The background isn't white, thats your paper. It scans everything including the paper, it doesn't just know what your picture is and what isn't the picture. Just use a color selector with a wide range on the whites.
Well, yeah, that's what I'm getting at, but I'm just wanting the line art, and I can't find a way to make the white transparant, and then put the lineart on a higher layer, so that way I can color it without going over the lines, thus screwing up the color job. I also want to keep it TRADITIONAL, but not traditional coloring....that makes sense? I have come to nearly Hate photoshop, it's made people think of art in a totally different way, and us traditional artists tend to be close to SHUNNED because of the linework we tend to do, unless it's a painting it looks like they don't care.
When opening a raw scan, everything is put on one layer.

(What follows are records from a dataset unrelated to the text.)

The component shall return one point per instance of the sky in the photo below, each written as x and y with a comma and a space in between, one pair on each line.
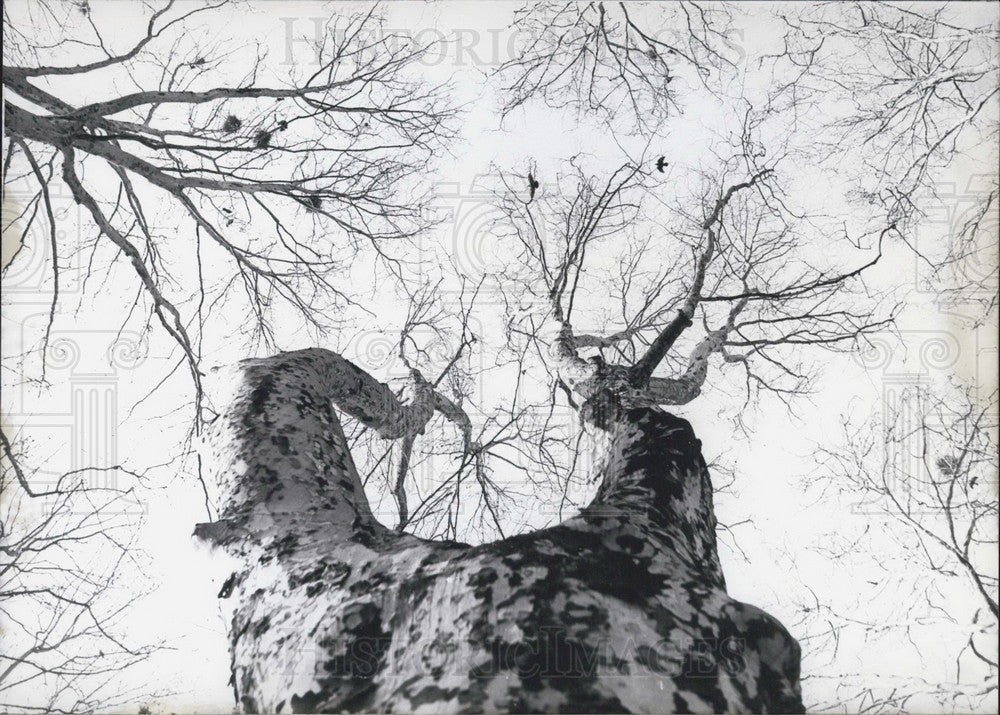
772, 562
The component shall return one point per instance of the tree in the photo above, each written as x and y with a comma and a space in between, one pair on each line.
70, 570
180, 169
303, 528
730, 284
337, 148
927, 470
620, 608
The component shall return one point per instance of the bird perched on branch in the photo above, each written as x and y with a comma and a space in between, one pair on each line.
262, 139
532, 186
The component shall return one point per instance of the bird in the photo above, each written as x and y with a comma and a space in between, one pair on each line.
262, 139
532, 185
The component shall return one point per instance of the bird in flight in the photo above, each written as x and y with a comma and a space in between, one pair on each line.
532, 186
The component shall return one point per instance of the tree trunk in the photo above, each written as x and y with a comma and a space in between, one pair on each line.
621, 608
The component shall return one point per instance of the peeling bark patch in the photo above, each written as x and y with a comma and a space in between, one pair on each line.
622, 608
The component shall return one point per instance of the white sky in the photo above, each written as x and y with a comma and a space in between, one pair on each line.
772, 466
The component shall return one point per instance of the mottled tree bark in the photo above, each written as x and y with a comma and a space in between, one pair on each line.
621, 608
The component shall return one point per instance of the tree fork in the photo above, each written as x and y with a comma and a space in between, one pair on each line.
621, 608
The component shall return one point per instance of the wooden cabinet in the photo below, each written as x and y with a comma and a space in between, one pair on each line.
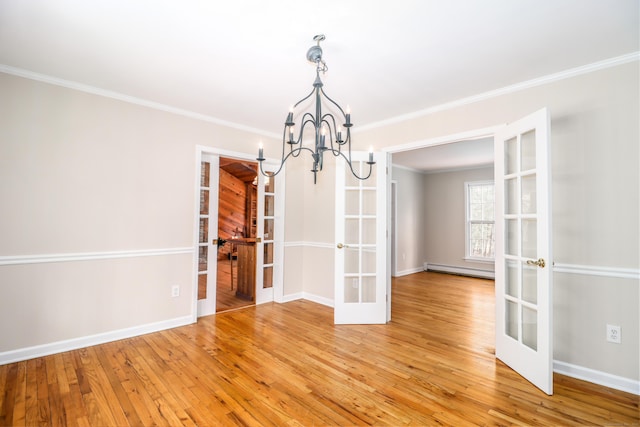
251, 225
246, 268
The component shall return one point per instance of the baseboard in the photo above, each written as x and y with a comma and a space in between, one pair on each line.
91, 340
464, 271
409, 271
597, 377
292, 297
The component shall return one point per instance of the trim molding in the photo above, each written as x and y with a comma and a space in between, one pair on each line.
466, 271
90, 256
90, 340
409, 271
597, 377
308, 244
594, 270
129, 99
551, 78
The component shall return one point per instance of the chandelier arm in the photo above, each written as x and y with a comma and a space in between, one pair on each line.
282, 162
338, 153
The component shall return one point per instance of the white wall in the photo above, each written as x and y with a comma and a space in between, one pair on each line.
596, 205
92, 176
410, 220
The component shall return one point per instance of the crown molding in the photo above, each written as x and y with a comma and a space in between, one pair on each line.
130, 99
585, 69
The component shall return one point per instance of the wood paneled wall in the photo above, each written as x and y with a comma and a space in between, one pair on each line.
232, 209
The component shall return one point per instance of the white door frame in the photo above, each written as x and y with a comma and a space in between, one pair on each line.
201, 151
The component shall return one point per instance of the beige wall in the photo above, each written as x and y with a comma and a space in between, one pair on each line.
85, 177
410, 220
595, 183
86, 174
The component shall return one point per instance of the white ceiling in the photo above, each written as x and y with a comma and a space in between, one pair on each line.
242, 62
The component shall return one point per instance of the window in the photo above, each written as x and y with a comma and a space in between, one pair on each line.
480, 221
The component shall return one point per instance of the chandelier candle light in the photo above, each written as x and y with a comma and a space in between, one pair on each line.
323, 125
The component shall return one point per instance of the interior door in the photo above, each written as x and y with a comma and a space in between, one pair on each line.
523, 281
270, 247
361, 242
207, 235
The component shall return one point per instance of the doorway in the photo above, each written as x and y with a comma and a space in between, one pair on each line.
237, 232
241, 240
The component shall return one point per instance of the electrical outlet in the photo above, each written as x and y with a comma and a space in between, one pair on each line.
613, 334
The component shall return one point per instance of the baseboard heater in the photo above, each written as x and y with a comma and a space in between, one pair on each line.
461, 271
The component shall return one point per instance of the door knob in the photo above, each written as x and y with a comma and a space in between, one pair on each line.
540, 262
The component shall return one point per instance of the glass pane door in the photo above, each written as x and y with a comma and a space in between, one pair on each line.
361, 243
523, 249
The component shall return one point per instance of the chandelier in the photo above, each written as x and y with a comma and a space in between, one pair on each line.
331, 134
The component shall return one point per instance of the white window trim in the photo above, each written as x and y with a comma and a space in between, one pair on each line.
467, 206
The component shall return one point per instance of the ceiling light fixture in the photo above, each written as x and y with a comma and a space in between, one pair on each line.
324, 125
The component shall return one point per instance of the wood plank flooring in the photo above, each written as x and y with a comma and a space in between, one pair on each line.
226, 298
288, 365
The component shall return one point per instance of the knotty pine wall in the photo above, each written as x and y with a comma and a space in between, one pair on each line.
232, 209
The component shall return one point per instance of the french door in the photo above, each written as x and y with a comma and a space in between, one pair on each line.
523, 280
361, 242
269, 226
270, 246
207, 232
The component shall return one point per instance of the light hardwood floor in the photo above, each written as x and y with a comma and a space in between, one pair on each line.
287, 364
226, 298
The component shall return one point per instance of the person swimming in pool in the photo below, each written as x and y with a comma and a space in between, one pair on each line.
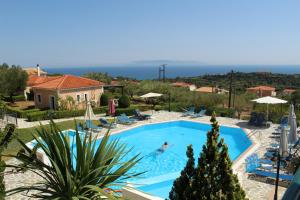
163, 147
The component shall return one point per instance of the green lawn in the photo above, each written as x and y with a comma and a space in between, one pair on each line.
25, 134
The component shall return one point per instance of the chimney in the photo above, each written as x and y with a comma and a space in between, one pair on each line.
38, 69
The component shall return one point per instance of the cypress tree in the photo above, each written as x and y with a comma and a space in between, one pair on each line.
5, 138
182, 189
213, 177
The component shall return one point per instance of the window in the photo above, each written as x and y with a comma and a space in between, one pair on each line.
39, 98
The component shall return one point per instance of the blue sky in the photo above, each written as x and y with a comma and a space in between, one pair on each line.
66, 33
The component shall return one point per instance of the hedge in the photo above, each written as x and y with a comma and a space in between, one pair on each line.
223, 112
15, 98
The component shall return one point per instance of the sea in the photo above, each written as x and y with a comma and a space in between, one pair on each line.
151, 72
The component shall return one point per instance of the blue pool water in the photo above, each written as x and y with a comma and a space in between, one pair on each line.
163, 168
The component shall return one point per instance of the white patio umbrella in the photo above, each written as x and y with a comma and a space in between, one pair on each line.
283, 147
151, 94
269, 100
293, 138
89, 114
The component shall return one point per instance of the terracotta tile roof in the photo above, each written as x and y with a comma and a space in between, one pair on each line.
206, 89
33, 71
289, 90
68, 82
181, 84
34, 80
262, 87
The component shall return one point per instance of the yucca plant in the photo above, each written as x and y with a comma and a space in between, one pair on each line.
75, 172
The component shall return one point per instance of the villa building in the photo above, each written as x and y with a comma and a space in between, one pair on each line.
48, 90
262, 91
35, 71
191, 87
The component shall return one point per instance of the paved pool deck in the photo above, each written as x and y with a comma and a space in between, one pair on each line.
262, 138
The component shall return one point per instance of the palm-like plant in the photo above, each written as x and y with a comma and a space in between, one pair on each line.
75, 172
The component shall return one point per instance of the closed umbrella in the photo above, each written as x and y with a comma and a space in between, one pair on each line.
111, 107
269, 100
291, 111
293, 138
283, 147
89, 114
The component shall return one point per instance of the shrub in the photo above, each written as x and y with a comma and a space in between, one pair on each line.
127, 111
104, 100
20, 113
100, 110
37, 116
124, 101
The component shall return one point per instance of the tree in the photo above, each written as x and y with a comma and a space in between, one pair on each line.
182, 189
124, 101
295, 97
83, 171
213, 177
12, 80
5, 138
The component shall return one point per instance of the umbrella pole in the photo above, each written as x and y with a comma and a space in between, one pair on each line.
267, 112
277, 177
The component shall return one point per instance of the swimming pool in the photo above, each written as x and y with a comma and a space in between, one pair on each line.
163, 168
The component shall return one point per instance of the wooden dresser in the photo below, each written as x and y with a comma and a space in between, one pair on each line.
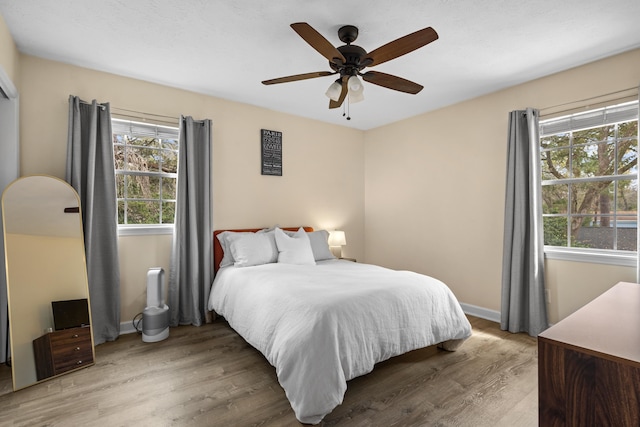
589, 363
62, 351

GIMP likes to designate this layer Background.
You can't do anything to this layer without working over your lineart, yes? There are two approaches.
1) Find the brush dialogue and switch to Multiply mode as opposed to Normal. This will multiply the colour value as opposed to overwrite it. I recommend that you play with all the brushes as there are many and it's worth working out which ones do what.
2) That doesn't really solve the problem though. The real solution would be:
* Add alpha channel to the Background layer. Alpha is measure of opacity. * In the Transparency menu, open the color to transparency dialog and make white the colour to make transparent. * Create a new layer. Make it transparency, white, whatever you want. * Move your "Background" (should no longer be in bold) layer above your new layer. This layer with the lineart is now in the foreground and the layer below is now your real background.
Working on the new background layer will not affect your foreground layer, which means you're free to colour!
I'm not familiar with the full functionality of alpha myself (esp. masks etc., as I don't need those right now).
In Gimp 2.2.6+, you can find the alpha dialogues under Layer > Transparency. Alternatively you can right click a layer in the Layers section of the Layers,Channels,Paths,Undo dock and basic Alpha functions (Add, Remove channel) can be found in the dropdown menu.